Tampoco sabía nadie en qué pensaba. Pero se quedaba absorto, de forma que cuando levantaba la mirada, como acababa de hacer fugazmente, no era para ver nada, era para fijar más adecuadamente algún pensamiento. Una vez hecho esto, su mente regresaba volando a zambullirse en la lectura. Leía, pensaba ella, como si llevara el rumbo de algo, o como si cuidara de un rebaño de ovejas, o como si ascendiera por un estrecho sendero; a veces iba aprisa y directo, y se abría camino por la maleza; otras veces parecía que una rama lo golpeaba, una zarza lo cegaba, pero no dejaba que eso lo intimidara; seguía avanzando, pasando una página tras otra. Ella seguía contándose un cuento acerca de huir de un barco que había naufragado, porque ella estaba a salvo, mientras que él seguía ahí sentado; a salvo, como se había sentido cuando entró sigilosa desde el jardín, y cogió un libro, y el anciano caballero, bajando el periódico de repente, dijo algo muy breve por encima del periódico acerca de la personalidad de Napoleón.

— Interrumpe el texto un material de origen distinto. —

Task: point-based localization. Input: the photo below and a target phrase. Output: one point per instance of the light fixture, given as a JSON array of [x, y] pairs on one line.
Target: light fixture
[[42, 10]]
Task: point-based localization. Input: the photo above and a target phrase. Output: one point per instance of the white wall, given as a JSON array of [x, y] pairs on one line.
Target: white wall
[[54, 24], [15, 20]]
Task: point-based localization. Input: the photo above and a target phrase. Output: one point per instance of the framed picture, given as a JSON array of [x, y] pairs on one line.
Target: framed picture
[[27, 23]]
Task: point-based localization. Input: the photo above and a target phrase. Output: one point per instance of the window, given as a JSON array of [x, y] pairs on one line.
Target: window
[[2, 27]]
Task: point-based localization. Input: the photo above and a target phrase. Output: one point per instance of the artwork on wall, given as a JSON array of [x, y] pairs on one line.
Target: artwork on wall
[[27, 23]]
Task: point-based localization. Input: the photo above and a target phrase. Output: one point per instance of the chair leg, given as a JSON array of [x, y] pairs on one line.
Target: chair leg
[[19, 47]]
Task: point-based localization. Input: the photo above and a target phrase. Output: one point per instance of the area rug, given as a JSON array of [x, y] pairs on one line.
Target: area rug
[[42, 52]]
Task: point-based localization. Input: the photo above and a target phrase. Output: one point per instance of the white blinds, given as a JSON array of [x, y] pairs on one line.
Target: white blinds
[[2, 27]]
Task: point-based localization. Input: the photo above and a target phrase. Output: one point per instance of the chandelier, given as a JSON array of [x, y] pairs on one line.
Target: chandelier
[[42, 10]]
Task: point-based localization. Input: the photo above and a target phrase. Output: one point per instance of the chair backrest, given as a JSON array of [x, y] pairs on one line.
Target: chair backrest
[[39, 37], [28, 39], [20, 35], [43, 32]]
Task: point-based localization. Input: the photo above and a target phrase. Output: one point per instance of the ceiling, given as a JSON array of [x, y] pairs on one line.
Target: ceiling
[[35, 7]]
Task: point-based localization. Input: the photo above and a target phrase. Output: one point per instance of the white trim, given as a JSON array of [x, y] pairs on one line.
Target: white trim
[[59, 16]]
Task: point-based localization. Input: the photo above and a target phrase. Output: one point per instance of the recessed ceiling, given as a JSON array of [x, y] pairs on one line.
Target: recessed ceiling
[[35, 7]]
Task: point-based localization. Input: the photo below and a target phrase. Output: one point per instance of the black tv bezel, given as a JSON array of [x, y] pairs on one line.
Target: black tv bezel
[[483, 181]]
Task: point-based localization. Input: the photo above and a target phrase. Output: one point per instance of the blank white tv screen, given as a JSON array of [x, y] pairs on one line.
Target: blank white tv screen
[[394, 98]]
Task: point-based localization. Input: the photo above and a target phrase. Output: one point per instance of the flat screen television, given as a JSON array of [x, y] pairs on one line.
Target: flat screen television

Miró de nuevo la mar, la isla. Pero la hoja había perdido su filo. Era muy pequeña, estaba muy lejos. La mar era más importante ahora que la costa. Las olas los rodeaban, subiendo y bajando, un tronco rodando en el seno de una ola, una gaviota cabalgando en la cresta de una ola. Por allí, pensó, mojando los dedos en el agua, se hundió un barco, y murmuró, soñolienta, medio dormida, cómo morimos, solos.